The magnetic field of a straight wire carrying the current is given by,
$\Rightarrow B = \dfrac{{{\mu _0}}}{{4\pi }}\dfrac{{2I}}{r}$
Where, $B$ is the magnetic field, ${\mu _0}$ is the permeability of free space, $I$ is the current and $r$ is the distance.

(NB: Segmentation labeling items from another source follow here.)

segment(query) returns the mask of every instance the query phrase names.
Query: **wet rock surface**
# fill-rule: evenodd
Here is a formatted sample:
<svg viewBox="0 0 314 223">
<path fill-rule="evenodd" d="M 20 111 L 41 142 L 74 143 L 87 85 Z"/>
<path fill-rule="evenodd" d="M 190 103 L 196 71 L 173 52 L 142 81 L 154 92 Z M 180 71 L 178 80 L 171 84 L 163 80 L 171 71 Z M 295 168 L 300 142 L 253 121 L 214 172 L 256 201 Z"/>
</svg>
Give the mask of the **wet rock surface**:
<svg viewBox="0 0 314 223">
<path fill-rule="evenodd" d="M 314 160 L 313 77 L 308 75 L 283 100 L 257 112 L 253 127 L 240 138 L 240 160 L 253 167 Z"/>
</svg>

Complete step by step answer
The magnetic induction at $P$ due to the current through straight part of the conductor parallel to $x$ axis is, then
$\Rightarrow {B_1} = \dfrac{{{\mu _0}}}{{4\pi }}\dfrac{{2I}}{r}$
The magnetic field act along $z$ axis, then
$\Rightarrow {\vec B_1} = \dfrac{{{\mu _0}}}{{4\pi }}\dfrac{{2I}}{r}\hat k\,.................\left( 1 \right)$
The magnetic field induction at $P$ due to current through the semi-circular loop in $x - y$ plane is, then
$\Rightarrow {B_2} = \dfrac{{{\mu _0}}}{{4\pi }}\dfrac{{2I\pi }}{r}$
The magnetic field act along $z$ axis, then
$\Rightarrow {\vec B_2} = \dfrac{{{\mu _0}}}{{4\pi }}\dfrac{{2I\pi }}{r}\hat k\,.................\left( 2 \right)$
The magnetic field induction at $P$ due to current through the straight part of the conductor coinciding with $z$ axis is, then
$\Rightarrow {B_3} = \dfrac{{{\mu _0}}}{{4\pi }}\dfrac{{2I}}{r}$
The magnetic act outwards, so it is negative, then
$\Rightarrow {\vec B_3} = \dfrac{{{\mu _0}}}{{4\pi }}\dfrac{{2I}}{r}\left( { - \hat i} \right)\,..................\left( 3 \right)$
The total magnetic field at $P$ is,
$\Rightarrow \vec B = {\vec B_1} + {\vec B_2} + {\vec B_3}$
By substituting the equation (1), equation (2) and equation (3) in the above equation, then the above equation is written as,
$\Rightarrow \vec B = \left( {\dfrac{{{\mu _0}}}{{4\pi }}\dfrac{{2I}}{r}\hat k} \right) + \left( {\dfrac{{{\mu _0}}}{{4\pi }}\dfrac{{2I\pi }}{r}\hat k} \right) + \left( {\dfrac{{{\mu _0}}}{{4\pi }}\dfrac{{2I}}{r}\left( { - \hat i} \right)} \right)$
By taking the term $\dfrac{{{\mu _0}}}{{4\pi }}\dfrac{{2I}}{r}$ as a common term and take this term outside from the equation, then the above equation is written as,
$\vec B = \dfrac{{{\mu _0}}}{{4\pi }}\dfrac{{2I}}{r}\left[ {\hat k + \pi \hat k - \hat i} \right]$
Then the above equation is also written as,
$\vec B = \dfrac{{{\mu _0}}}{{4\pi }}\dfrac{{2I}}{r}\left[ {\left( {1 + \pi } \right)\hat k - \hat i} \right]$
Thus, the above equation shows the total magnetic field at the centre $P$.

Note
In every vector equation the unit vector is multiplied, so that the unit vector $\hat k$ is multiplied with the equation (1) and the equation (2) and the unit vector $\hat i$ is multiplied with the equation (3). The current is passing through the three wires, so the magnetic field is produced in both the three wires. By adding the three equations, the total magnetic field is determined.